Lorenzo Musumeci studente tarantino insignito del titolo di alfiere della Repubblica

Il Presidente della Repubblica ha insignito con il prestigioso titolo il giovane studente per la sua eccellente carriera scolastica.

Lorenzo Musumeci il tarantino premiato da Mattarella
Lorenzo Musumeci

TARANTO – Nel corso della sua carriera scolastica, il giovane studente Lorenzo Musumeci ha sempre dimostrato impegno. Tutti gli anni è stato promosso con il massimo dei voti, fino alla maturità. Al Liceo Linguistico Ferraris si è diplomato con 100 e lode.

Avere ogni anno 10 in pagella è la dimostrazione per ogni studente che si è impegnato davvero e i risultati parlano chiaro. Il giovane tarantino è tra i 26 migliori cervelli d’Italia ad essere insigniti dal Presidente della Repubblica Sergio Mattarella.

Lorenzo Musumeci riceve il titolo di alfiere della Repubblica

Il giovane Lorenzo è un tipo che sa quello che vuole e sostenuto da mamma Valeria, è sempre stato un ragazzo diligente. Ora che arriva questo riconoscimento, la giovane eccellenza tarantina non si è montata la testa, ma come lui stesso ha affermato, questo premio è un onore e deve servire da stimolo a fare sempre meglio, aiutando anche gli altri.

Lorenzo dimostra maturità e sensibilità nel ringraziare i suoi genitori, ma anche gli amici e i professori che lo hanno supportato e sostenuto nel suo percorso scolastico.

Queste sono le sue parole:“La scuola è stato un luogo in cui crescere e sono contento di avere un ottimo ricordo della mia scuola, un ambiente sereno e familiare, in cui tutti erano pronti a farsi avanti per aiutare noi alunni”.

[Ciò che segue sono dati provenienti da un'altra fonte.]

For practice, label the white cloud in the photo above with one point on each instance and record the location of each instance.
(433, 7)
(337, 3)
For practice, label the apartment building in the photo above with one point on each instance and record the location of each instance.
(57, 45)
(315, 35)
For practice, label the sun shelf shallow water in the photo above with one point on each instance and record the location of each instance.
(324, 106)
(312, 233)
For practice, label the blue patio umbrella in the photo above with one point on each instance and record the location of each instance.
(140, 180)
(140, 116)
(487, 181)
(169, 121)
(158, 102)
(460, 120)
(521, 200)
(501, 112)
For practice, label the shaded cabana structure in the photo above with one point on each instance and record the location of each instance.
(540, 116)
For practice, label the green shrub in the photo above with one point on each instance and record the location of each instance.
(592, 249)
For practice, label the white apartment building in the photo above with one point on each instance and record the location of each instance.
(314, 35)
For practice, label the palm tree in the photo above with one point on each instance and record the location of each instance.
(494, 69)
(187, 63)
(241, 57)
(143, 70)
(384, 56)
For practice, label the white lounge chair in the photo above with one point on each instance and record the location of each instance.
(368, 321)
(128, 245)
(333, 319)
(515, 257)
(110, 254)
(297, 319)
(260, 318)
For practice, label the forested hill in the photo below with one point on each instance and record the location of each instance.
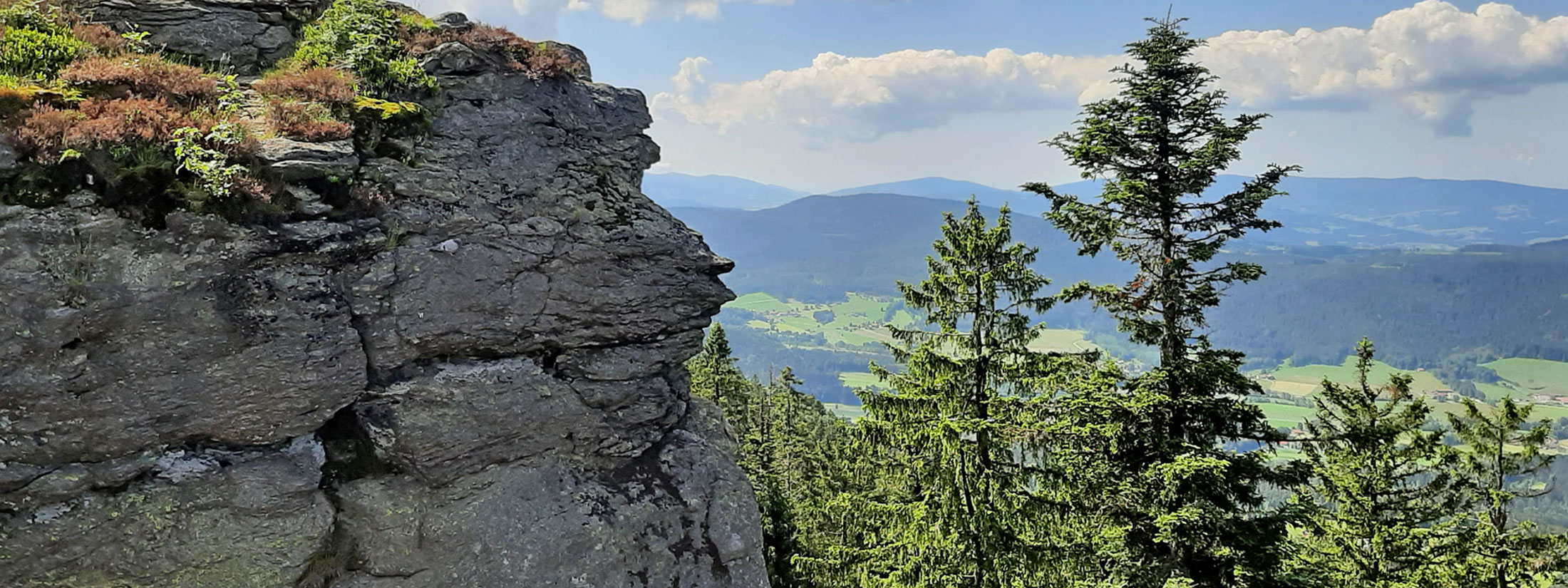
(1423, 308)
(1360, 212)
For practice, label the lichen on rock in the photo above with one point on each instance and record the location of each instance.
(475, 381)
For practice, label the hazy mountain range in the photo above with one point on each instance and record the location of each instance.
(1352, 212)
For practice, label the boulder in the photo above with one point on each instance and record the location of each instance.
(292, 160)
(474, 381)
(247, 35)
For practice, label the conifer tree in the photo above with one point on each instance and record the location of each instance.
(1378, 510)
(957, 406)
(1501, 460)
(1187, 512)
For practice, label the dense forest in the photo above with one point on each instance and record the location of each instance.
(985, 463)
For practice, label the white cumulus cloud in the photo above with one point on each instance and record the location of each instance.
(1433, 60)
(634, 11)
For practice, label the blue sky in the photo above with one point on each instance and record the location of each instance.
(822, 95)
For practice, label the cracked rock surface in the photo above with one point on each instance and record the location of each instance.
(479, 385)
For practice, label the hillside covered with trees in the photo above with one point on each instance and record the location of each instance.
(984, 460)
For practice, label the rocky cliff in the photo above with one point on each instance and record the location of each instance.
(475, 385)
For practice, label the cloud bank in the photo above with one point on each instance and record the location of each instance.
(1433, 60)
(634, 11)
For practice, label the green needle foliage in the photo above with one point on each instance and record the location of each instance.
(1381, 502)
(1504, 453)
(1185, 510)
(813, 480)
(960, 408)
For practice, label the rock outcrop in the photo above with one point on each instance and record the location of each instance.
(479, 385)
(247, 35)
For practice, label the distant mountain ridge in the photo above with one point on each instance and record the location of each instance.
(1351, 212)
(722, 192)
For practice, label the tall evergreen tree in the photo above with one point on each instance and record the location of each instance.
(957, 406)
(1189, 510)
(1378, 510)
(1501, 460)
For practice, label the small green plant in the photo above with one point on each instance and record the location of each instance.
(35, 41)
(217, 176)
(388, 110)
(367, 38)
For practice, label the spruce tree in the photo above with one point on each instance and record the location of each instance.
(1500, 463)
(1378, 510)
(1187, 510)
(957, 405)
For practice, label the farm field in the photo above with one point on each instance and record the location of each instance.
(1306, 378)
(845, 411)
(857, 380)
(1284, 416)
(1526, 377)
(860, 320)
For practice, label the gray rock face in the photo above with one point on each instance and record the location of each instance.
(202, 520)
(118, 339)
(248, 35)
(300, 160)
(480, 385)
(670, 518)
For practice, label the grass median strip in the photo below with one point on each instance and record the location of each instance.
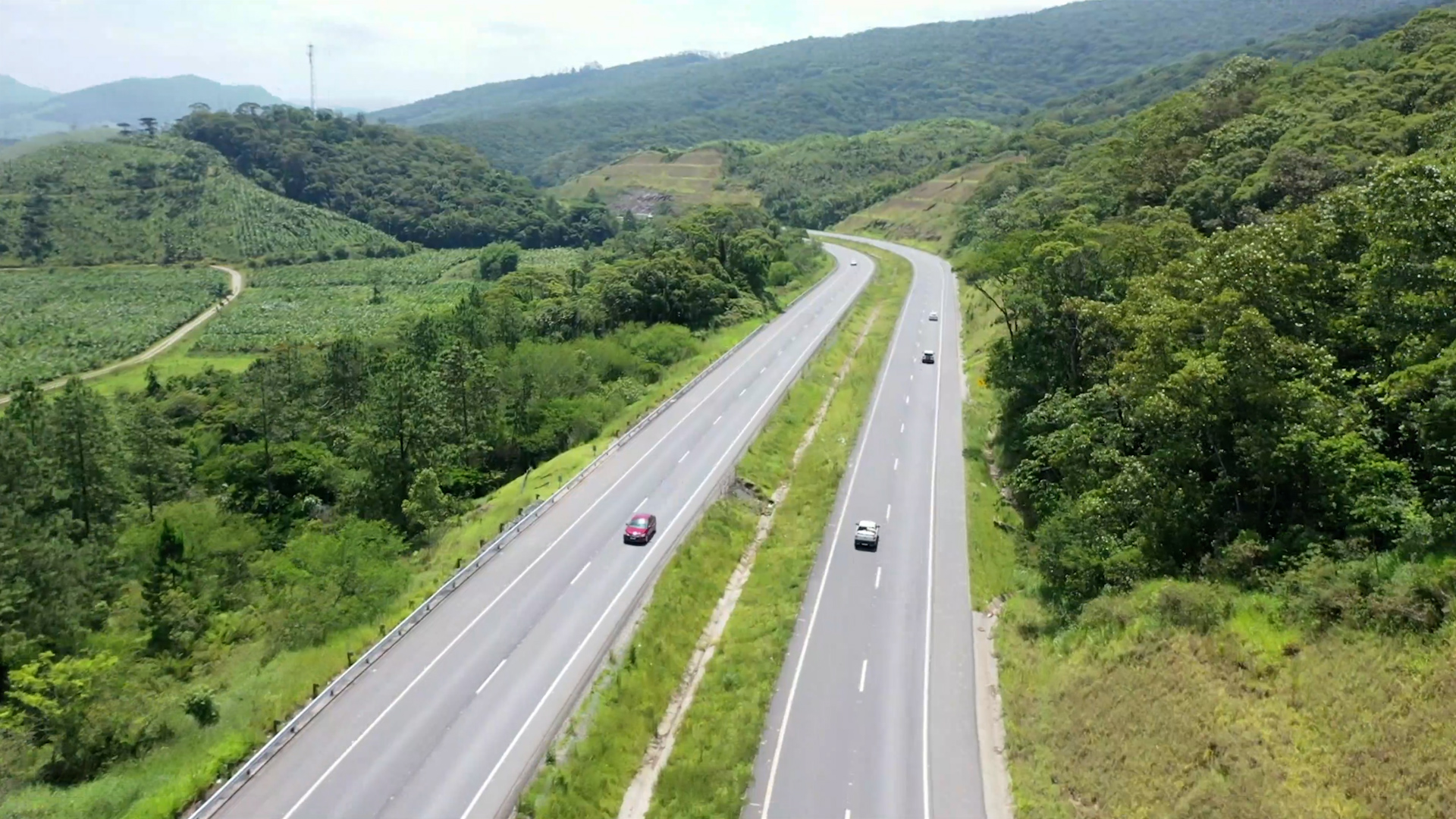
(588, 773)
(258, 689)
(712, 761)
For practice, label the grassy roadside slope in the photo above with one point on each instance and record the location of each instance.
(712, 763)
(1193, 700)
(254, 689)
(685, 180)
(587, 777)
(924, 216)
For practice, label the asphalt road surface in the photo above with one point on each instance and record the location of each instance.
(875, 713)
(455, 719)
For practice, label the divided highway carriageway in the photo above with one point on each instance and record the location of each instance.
(452, 722)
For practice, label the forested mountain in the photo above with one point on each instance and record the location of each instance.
(156, 200)
(14, 93)
(126, 101)
(1229, 341)
(1153, 85)
(552, 89)
(817, 181)
(992, 69)
(425, 190)
(161, 550)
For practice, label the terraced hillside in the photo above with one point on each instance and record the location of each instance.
(925, 215)
(161, 202)
(647, 181)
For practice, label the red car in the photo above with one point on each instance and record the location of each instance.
(639, 529)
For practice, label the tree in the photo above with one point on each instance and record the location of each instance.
(83, 444)
(427, 506)
(156, 460)
(55, 701)
(498, 259)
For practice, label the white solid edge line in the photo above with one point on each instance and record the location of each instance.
(492, 676)
(929, 585)
(644, 563)
(819, 596)
(580, 573)
(511, 585)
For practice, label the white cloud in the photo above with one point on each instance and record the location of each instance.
(400, 50)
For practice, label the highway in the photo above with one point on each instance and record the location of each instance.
(455, 719)
(875, 710)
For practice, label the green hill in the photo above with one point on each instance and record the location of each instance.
(992, 69)
(653, 180)
(124, 101)
(155, 200)
(551, 89)
(1219, 337)
(816, 181)
(15, 93)
(417, 188)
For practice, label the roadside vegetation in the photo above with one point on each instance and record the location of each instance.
(1223, 376)
(588, 773)
(712, 763)
(60, 321)
(184, 561)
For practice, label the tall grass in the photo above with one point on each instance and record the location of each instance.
(255, 689)
(593, 773)
(712, 761)
(990, 522)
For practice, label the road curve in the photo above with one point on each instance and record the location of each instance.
(875, 708)
(455, 719)
(161, 346)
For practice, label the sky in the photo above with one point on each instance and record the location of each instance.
(379, 53)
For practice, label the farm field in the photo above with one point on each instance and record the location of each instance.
(924, 215)
(155, 202)
(60, 321)
(639, 181)
(310, 303)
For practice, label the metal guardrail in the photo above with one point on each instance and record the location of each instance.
(487, 553)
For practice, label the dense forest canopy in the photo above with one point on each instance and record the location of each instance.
(416, 188)
(149, 538)
(1231, 344)
(817, 181)
(992, 69)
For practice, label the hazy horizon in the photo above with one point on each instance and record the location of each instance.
(378, 53)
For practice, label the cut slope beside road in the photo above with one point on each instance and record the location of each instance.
(456, 716)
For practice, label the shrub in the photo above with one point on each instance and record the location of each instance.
(1199, 607)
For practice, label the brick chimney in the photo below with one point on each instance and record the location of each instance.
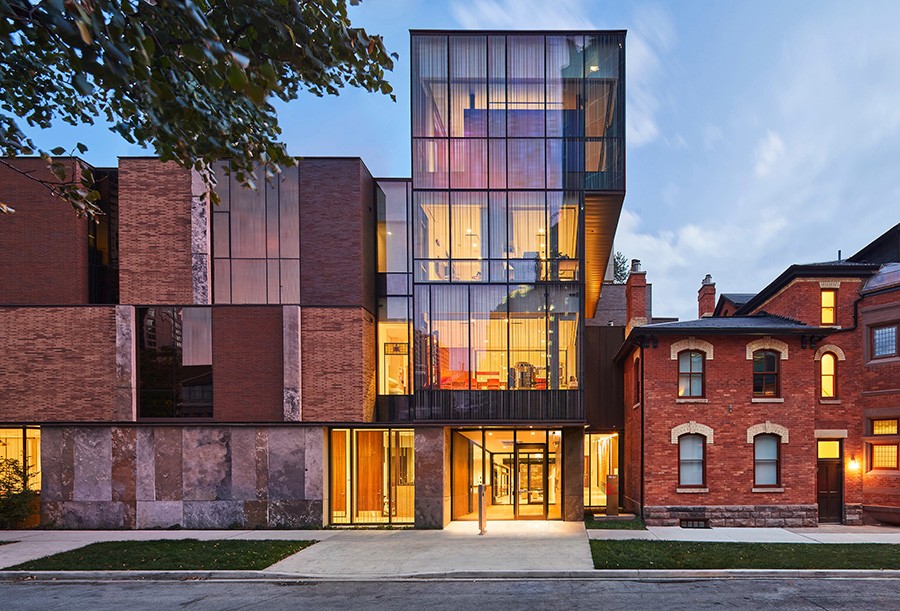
(635, 297)
(706, 298)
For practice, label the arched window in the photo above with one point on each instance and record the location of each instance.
(765, 374)
(829, 375)
(691, 382)
(691, 461)
(766, 459)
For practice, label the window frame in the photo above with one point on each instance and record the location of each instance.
(691, 373)
(896, 352)
(703, 441)
(834, 377)
(756, 459)
(832, 308)
(776, 372)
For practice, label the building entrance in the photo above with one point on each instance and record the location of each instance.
(521, 471)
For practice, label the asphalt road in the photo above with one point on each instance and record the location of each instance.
(594, 594)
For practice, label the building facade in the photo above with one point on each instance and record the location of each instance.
(772, 409)
(333, 348)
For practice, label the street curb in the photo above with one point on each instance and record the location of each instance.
(264, 576)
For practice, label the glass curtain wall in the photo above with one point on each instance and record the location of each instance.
(509, 131)
(372, 476)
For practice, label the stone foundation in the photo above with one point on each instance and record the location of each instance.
(182, 476)
(736, 515)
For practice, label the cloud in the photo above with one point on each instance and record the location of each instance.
(769, 152)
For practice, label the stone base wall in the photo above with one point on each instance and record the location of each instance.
(214, 476)
(736, 515)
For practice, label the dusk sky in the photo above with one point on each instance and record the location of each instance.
(759, 134)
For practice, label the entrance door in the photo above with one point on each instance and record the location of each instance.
(829, 482)
(531, 481)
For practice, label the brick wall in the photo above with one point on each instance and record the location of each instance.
(248, 360)
(337, 364)
(154, 232)
(58, 364)
(44, 243)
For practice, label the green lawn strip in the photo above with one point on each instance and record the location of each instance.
(168, 555)
(635, 524)
(642, 554)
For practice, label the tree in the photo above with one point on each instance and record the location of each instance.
(193, 79)
(620, 268)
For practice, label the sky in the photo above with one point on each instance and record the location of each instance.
(759, 134)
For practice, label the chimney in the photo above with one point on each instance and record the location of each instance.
(636, 297)
(706, 298)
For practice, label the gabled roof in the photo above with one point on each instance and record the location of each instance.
(824, 269)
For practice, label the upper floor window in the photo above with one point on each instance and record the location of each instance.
(829, 303)
(767, 470)
(829, 376)
(691, 458)
(884, 341)
(765, 373)
(691, 382)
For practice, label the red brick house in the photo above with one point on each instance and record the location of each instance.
(774, 409)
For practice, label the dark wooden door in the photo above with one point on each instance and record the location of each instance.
(830, 495)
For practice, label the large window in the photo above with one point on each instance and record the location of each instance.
(765, 373)
(829, 305)
(884, 342)
(372, 476)
(828, 381)
(690, 374)
(766, 461)
(691, 459)
(175, 362)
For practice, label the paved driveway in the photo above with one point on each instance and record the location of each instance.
(507, 546)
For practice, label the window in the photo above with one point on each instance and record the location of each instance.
(884, 456)
(829, 303)
(766, 463)
(690, 374)
(884, 341)
(829, 376)
(765, 373)
(691, 455)
(884, 427)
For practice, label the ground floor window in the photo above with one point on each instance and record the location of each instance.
(520, 469)
(23, 444)
(372, 476)
(601, 459)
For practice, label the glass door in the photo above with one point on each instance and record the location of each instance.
(531, 481)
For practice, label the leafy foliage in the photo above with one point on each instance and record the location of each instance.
(16, 499)
(193, 79)
(620, 268)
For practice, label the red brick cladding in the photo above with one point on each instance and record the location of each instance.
(801, 300)
(154, 232)
(729, 412)
(44, 243)
(58, 364)
(337, 234)
(248, 358)
(337, 364)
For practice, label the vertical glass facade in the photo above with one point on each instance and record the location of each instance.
(509, 132)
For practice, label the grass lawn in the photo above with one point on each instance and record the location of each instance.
(635, 524)
(185, 554)
(700, 555)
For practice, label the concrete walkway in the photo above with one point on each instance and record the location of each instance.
(507, 546)
(822, 534)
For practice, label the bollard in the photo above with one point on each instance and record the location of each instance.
(482, 510)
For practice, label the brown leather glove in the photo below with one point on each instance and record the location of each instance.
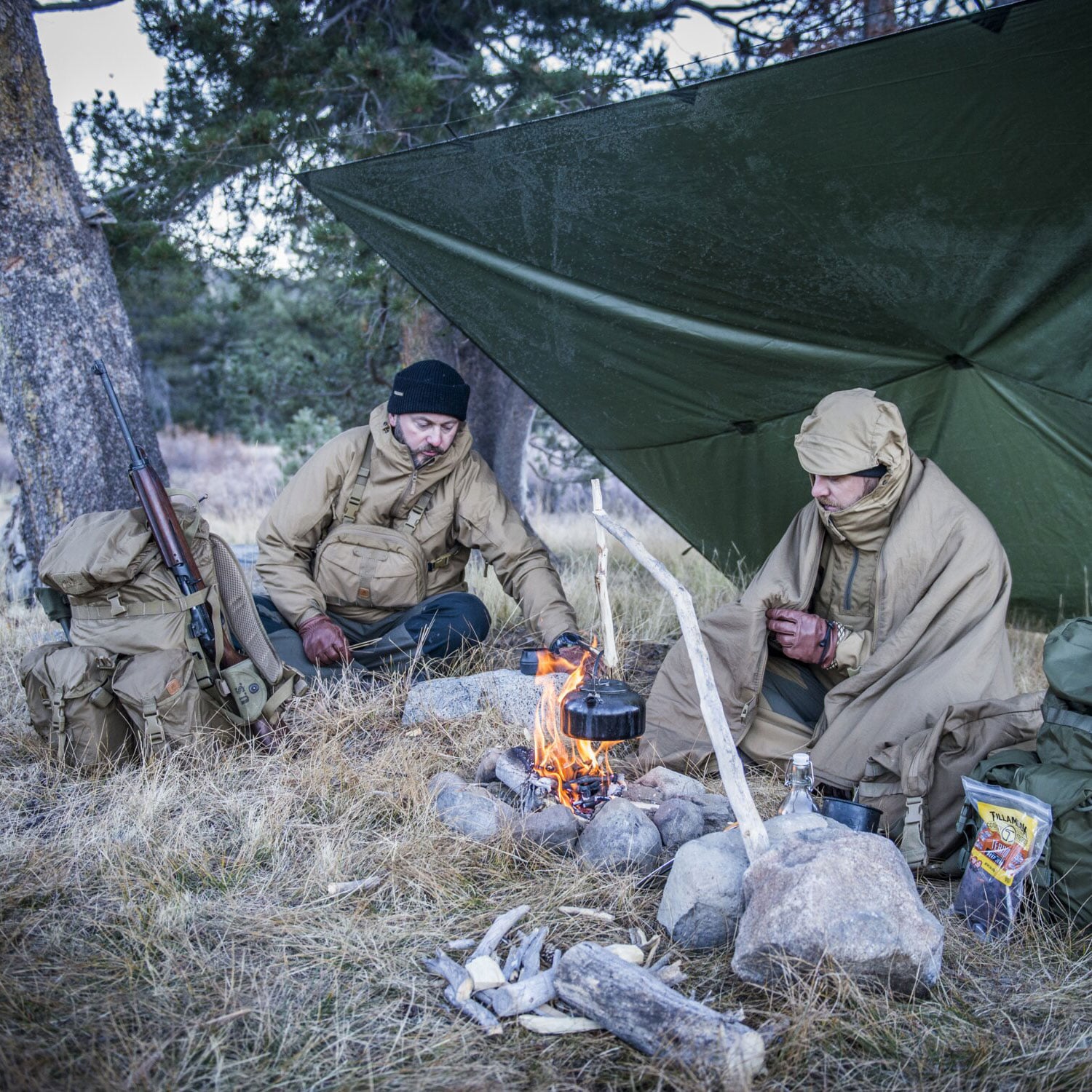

La giovane mente tarantina ha ricevuto i giusti insegnamenti che gli hanno permesso di fare esplodere le sue potenzialità.

“La scuola non è tutto…” continua “studio molto durante la giornata, ma sono convinto che sia la qualità, e non la quantità, a fare la differenza. Per ora continuerò a studiare lingue e letterature straniere, in attesa di scoprire cosa il futuro mi riserverà. Credo che qualsiasi cosa, se fatta al meglio, possa fruttare ed essere fonte di grandi soddisfazioni”.

E’ molto emozionato Lorenzo forse perché mai si sarebbe aspettato di incontrare il Capo dello Stato. La sua mente è un turbinio di emozioni difficili da descrivere. Si sente felice, grato, soddisfatto, ma anche con il peso della responsabilità.

Lorenzo si rivolge ai ragazzi augurando loro di fare tesoro di quanto imparano sui banchi di scuola e di dare sempre il meglio. Conclude che è importante crederci fino in fondo alla “bellezza dello studio”.

Ci auguriamo che siano sempre di più i giovani che danno valore allo studio per un futuro migliore.